First, the control unit 30 supplies a command signal Aon to the AC power supply unit 11, and supplies an AC component current from the AC power supply unit 11 to the photosensitive drum 2 through the charging roller 3 for five rounds. Since the ground of the photosensitive drum 2 is common to the ground of the AC power supply unit 11, a closed circuit is formed by the secondary side of the transformer 13, the charging roller 3, and the photosensitive drum 2 (see FIG. 3).

Next, after the AC component current is supplied, when the photosensitive drum 2 enters the second turn, the control unit 30 supplies a command signal Don to the DC power supply unit 16, and the DC power supply unit 16 supplies the DC component current. The toner is supplied to the photosensitive drum 2 through the charging roller 3 for three turns. Since the ground of the photosensitive drum 2 is common to the ground of the DC power supply unit 16, a closed circuit is formed by the secondary side of the transformer 18, the charging roller 3, the photosensitive drum 2, and the current measuring unit 20 (FIG. 3, FIG. reference). By this closed circuit, a high voltage in which a DC component is superimposed on a previously generated AC component is supplied to the photosensitive drum 2.
The current in which the DC component is superimposed on the AC component is sequentially supplied to the photosensitive drum 2 at the position where the charging roller 3 is in sliding contact. This charges the photosensitive thin film 2B. The reason why a current in which a DC component is superimposed on an AC component is used is to store charges in a material having a dielectric constant close to that of an insulator.

Here, returning to FIG. 5, the waveform of the measurement current Iref will be described. The current measuring unit 20 starts operating only after the DC component current is supplied.

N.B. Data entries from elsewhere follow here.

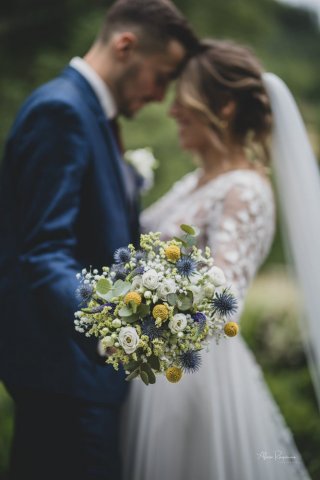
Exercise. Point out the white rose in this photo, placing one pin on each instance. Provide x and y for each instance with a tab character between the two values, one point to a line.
136	283
150	279
216	276
128	339
144	162
178	323
116	323
166	287
103	344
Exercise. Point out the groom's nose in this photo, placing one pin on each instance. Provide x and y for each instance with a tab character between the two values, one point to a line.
159	93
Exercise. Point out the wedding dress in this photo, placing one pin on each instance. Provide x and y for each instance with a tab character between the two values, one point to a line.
220	423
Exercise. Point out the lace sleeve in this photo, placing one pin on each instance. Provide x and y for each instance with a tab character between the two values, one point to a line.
240	235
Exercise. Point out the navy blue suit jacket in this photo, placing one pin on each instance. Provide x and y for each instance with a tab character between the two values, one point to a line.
63	207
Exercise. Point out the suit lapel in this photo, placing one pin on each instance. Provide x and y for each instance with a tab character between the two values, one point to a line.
88	100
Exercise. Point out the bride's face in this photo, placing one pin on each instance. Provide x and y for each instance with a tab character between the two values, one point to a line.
194	133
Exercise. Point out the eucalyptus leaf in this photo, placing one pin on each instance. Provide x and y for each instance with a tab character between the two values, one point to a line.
133	374
143	310
181	241
103	286
172	299
184	303
134	307
132	365
144	377
120	288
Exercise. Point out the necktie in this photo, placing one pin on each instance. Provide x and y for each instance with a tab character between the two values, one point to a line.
114	124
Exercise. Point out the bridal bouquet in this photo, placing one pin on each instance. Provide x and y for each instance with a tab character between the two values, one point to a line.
156	308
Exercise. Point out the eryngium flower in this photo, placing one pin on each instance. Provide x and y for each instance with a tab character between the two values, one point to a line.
200	319
186	266
140	255
190	361
150	329
122	255
84	292
225	304
120	272
139	270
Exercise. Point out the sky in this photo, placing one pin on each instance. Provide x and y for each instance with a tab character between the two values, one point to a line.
312	4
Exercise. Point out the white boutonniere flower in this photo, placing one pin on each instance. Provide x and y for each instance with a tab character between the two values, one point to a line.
144	162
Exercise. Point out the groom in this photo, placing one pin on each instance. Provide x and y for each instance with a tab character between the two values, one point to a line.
67	201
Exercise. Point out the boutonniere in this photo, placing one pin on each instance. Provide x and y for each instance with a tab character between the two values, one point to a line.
144	162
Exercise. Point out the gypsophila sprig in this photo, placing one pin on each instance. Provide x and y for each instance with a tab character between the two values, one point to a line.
157	307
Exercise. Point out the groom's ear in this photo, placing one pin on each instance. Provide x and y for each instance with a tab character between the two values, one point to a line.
123	44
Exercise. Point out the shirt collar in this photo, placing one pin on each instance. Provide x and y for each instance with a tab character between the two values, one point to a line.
99	87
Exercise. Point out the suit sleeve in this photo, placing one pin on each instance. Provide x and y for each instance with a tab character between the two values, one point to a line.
50	158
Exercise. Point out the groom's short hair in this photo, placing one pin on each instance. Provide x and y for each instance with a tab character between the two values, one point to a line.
155	21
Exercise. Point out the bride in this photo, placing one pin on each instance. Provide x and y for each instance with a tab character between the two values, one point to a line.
220	423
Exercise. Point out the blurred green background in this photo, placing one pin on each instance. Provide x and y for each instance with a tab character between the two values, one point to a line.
38	38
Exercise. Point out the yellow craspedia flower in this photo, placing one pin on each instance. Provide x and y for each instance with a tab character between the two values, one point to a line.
133	297
160	311
231	329
173	253
174	374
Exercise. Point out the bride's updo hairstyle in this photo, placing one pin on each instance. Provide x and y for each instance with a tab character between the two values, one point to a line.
222	72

In the first round when the photosensitive drum 2 is supplied with a DC component current, the current value rises to a current value corresponding to the DC voltage due to the influence of the time constant of the circuit, but does not reach saturation. . This current value is equal to the current value flowing into the photosensitive thin film 2B. On the second and third rounds, current flows as much as the photosensitive thin film 2B does not reach saturation.
The charge amount Q charged on the photosensitive thin film 2B is calculated by calculating the area of the measurement current Iref for three rounds (the time during which the DC component current is supplied) by integration.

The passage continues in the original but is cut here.